La célebre máxima de George Orwell que postula que "quien controla el pasado controla el futuro y quien controla el presente controla el pasado", se la sabe Putin de carrerilla. Por eso, para controlar la narrativa histórica en Rusia, su amigo de infancia, Sergei Naryshkin, no sólo es el jefe del Servicio de Inteligencia Exterior, sino que fue también el jefe de la Verdad Histórica (sic).
En 1940, unos 22.000 oficiales e intelectuales polacos fueron ejecutados por la policía secreta soviética en el bosque de Katyn. Hasta 1990, la Unión Soviética afirmó que fueron los nazis quienes llevaron a cabo la carnicería, pero en ese año Boris Yeltsin publicó documentos que demostraban que efectivamente se llevó a cabo por orden de Stalin. Ahora, las fuentes oficiales repiten la versión estalinista falsificada del evento.
El plan es lavarle a Stalin las manos sucias. Stalin, el hombre fuerte, el héroe de guerra, que salvó heroicamente a la nación. Y está funcionando. Según una encuesta del Centro Levada, el número de quienes creen que Stalin desempeñó un papel positivo en el país creció hasta el 70 % en 2019. La gente recuerda el período desastroso que siguió a la caída de la Unión Soviética, Yeltsin era débil y los niveles de vida cayeron en picado. Surgió la percepción de que sólo un líder fuerte podría resolver los problemas de Rusia. 30 años después, el 45% de los encuestados apoya la idea de la concentración del poder en manos de una sola persona.

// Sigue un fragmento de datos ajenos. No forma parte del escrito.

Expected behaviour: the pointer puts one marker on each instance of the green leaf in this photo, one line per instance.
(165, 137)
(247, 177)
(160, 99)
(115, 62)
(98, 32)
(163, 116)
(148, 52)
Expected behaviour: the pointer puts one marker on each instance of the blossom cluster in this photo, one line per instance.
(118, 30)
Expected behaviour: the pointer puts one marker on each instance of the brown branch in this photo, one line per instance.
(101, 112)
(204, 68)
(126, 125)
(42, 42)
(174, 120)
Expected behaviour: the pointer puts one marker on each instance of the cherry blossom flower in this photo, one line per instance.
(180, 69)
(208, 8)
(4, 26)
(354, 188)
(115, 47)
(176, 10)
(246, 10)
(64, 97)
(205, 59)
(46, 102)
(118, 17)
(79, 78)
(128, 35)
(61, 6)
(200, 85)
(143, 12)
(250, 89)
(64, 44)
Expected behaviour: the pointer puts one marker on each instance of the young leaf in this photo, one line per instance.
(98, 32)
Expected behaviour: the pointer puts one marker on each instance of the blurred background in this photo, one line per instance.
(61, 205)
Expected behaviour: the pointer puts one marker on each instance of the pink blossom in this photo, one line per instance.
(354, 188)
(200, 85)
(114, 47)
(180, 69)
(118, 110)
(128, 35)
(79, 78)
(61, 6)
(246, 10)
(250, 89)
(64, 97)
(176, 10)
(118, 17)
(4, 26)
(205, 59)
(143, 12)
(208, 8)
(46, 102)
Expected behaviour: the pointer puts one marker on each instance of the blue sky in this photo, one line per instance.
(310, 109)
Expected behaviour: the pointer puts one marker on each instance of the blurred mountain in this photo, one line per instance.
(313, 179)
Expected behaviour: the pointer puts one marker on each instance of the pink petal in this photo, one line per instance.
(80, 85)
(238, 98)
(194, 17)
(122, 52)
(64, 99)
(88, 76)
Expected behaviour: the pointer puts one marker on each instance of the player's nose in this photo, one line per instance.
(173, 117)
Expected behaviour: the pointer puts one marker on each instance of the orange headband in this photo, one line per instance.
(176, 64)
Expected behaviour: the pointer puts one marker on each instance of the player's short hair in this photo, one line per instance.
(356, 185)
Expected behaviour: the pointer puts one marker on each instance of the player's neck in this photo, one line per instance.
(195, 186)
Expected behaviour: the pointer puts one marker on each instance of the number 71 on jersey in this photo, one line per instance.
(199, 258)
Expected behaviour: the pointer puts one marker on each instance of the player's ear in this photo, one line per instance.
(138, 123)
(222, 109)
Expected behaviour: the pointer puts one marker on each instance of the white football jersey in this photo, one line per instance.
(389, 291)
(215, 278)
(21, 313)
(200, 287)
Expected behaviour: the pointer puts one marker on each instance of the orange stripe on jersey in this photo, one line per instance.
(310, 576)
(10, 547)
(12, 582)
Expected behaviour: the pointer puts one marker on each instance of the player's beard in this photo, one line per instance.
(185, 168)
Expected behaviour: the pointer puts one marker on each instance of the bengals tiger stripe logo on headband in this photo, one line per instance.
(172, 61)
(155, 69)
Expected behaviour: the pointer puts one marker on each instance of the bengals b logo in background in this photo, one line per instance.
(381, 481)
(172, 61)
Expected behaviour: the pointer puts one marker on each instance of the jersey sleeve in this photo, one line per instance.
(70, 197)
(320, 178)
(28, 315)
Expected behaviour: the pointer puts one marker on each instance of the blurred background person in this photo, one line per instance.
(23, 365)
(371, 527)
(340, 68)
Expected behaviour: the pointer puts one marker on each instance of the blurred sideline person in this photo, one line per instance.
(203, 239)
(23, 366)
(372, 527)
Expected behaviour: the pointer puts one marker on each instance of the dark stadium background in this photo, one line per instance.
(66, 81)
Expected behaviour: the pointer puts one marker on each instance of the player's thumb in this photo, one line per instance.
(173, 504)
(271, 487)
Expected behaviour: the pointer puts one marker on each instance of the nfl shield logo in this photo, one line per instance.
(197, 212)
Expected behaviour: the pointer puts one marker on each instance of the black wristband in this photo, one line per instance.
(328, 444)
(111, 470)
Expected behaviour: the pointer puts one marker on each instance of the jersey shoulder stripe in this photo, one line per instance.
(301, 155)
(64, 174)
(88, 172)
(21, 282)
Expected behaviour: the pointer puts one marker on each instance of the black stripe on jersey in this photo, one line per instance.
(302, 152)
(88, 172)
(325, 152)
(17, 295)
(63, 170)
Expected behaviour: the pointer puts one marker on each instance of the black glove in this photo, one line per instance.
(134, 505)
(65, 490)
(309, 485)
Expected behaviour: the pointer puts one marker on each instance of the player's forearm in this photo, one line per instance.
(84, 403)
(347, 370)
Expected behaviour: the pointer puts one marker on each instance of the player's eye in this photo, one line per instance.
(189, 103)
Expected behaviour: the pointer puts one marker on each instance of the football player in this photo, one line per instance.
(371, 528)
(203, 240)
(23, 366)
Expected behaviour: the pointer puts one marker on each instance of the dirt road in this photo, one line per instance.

Un Stalin más popular eleva la popularidad de Putin, o eso dice la teoría del Kremlin. Cualquier organización o persona que interrumpa este "ciclo virtuoso" debe ser removida. Memorial, el grupo que denunció los crímenes de la era soviética ha sido disuelto acusado de manchar el "glorioso pasado" de la URSS.
Volvamos al principio, ¿hacia dónde lleva Vladimir Putin a Rusia? En muchos momentos de su historia, los rusos creyeron estar a punto de escapar de sí mismos. Nunca lo hicieron. Como ha escrito Keith Gessen, "tal vez ahora hayan llegado a una coyuntura cósmicamente alineada, coreografiada por Putin, pero predestinada por fuerzas fuera de cualquier jurisdicción humana". Grandes palabras que lo mismo llevan a la gloria que al desastre.